Over the last 10 years the Vikings have made 82 draft picks. Where they have made those selections and how they’ve done it speaks volumes about where the team has invested.
Here’s the positional breakdown of where those picks have come:
Quarterback (5) – Two 1st round, one 5th, one 6th, one 7th. Christian Ponder and Teddy Bridgewater were both viewed as franchise QBs in 2011 and 2014, respectively, and the others have all been Day 3 projects – and all of those came before 2011.
Running Back/Fullback (5) – One 1st, one 2nd, one 3rd, one 4th, one 7th. Adrian Peterson was the only first-rounder and that was 10 years ago. Day 2 backs included Toby Gerhart (2nd) and Jerick McKinnon (3rd). The Day 3 guys were both fullbacks.
Wide Receiver (11) – Three 1st, one 2nd, two 4th, two 5th, two 6th, one 7th. The Vikings have invested heavily here, drafting Percy Harvin, Cordarrelle Patterson and Laquon Treadwell in the first round and Sidney Rice in the second round. The team has averaged more than one WR a year, so the odds are pretty good that they will go after one later this month.
Tight End (4) – One 2nd, one 5th, one 6th, one 7th. Aside from Kyle Rudolph in 2011, the team hasn’t made any significant investment in the position.
Offensive Tackle (6) – One 1st, one 2nd, one 4th, two 6th, one 7th. The team has picked just two OTs in the first three rounds over the last decade – Matt Kalil in the first round and Phil Loadholt in the 2nd. With as many tackles taken in the last two rounds as the first five, it has been a position largely ignored, despite having moderate success when they do invest in it early.

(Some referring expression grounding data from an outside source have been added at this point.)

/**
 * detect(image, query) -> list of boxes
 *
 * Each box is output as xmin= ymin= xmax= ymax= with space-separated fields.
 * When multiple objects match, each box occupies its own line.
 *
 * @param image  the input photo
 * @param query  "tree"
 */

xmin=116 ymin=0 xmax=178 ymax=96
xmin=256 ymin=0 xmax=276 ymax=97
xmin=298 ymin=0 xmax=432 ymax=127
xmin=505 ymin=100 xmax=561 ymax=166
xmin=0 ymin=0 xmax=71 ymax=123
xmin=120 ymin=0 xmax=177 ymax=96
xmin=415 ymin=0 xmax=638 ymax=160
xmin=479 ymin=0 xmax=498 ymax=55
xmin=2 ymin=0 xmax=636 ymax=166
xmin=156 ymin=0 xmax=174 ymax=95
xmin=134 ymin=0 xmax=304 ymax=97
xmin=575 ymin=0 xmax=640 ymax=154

Guard (6) – One 4th, two 5th, two 6th, one 7th. It is relatively shocking that the Vikings haven’t taken a guard on Day 1 or 2 over the last decade and the results have been self-evident. The Vikings have had mediocre in-house guard play for almost that entire period because they haven’t made a significant investment there.

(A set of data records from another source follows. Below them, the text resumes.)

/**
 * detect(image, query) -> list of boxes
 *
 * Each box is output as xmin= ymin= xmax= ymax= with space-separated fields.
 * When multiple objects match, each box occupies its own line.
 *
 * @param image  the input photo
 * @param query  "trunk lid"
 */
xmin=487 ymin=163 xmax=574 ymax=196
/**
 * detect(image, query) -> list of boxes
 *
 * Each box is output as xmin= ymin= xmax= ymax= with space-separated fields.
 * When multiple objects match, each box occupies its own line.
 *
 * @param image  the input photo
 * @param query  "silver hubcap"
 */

Center (1) – One 6th. When they selected John Sullivan, they didn’t need to go back to that well too often.
Defensive End (7) – Two 3rd, two 4th, one 6th, two 7th. The Vikings’ success at defensive end has actually gone against the odds, since they haven’t used a first- or second-round pick on the position in the last decade. The top of their rotation includes a third-rounder (Danielle Hunter) and two fourth-rounders (Everson Griffen and Brian Robison).
Defensive Tackle (5) – One 1st, one 4th, one 5th, two 7th. Sharrif Floyd is the only defensive tackle the team has drafted in the first two days over the last decade, which, combined with the lack of high picks at defensive end, makes it interesting how well those positions have played.
Linebacker (13) – One 1st, one 2nd, one 4th, three 5th, two 6th, five 7th. Linebackers are always viewed as athletic core special teams players, which explains why nine of the 13 LBs have come in the last two rounds. The only two taken in the first two rounds are current starters Anthony Barr and Eric Kendricks.
Cornerback (11) – Two 1st, two 2nd, three 3rd, one 5th, two 6th, one 7th. Perhaps no position has been hit as often or with more premium picks, including Xavier Rhodes (2013) and Trae Waynes (2015) in the first round and Mackensie Alexander in the second round last year. In the last 10 drafts, taking seven players in the top three rounds is a commitment like no other position.
Safety (6) – One 1st, one 2nd, one 5th, one 6th, two 7th. The only time the Vikings used a first-round pick on a safety, they landed Harrison Smith, so they’re 1-for-1 in that regard.
Kicker (1) – One 6th. Blair Walsh. Wide left. He gone.
Punter (1) – One 7th. Jeff Locke followed Walsh out the door.
The general consensus is that the Vikings are going to be looking for interior linemen on both sides of the ball, but wouldn’t shy away from a linebacker, safety or running back if one they really like is still on the board. If the Vikings are looking to buck history, they should focus on the interior lines because both have been largely ignored for an awful long time and the results have that have shown on the offensive side.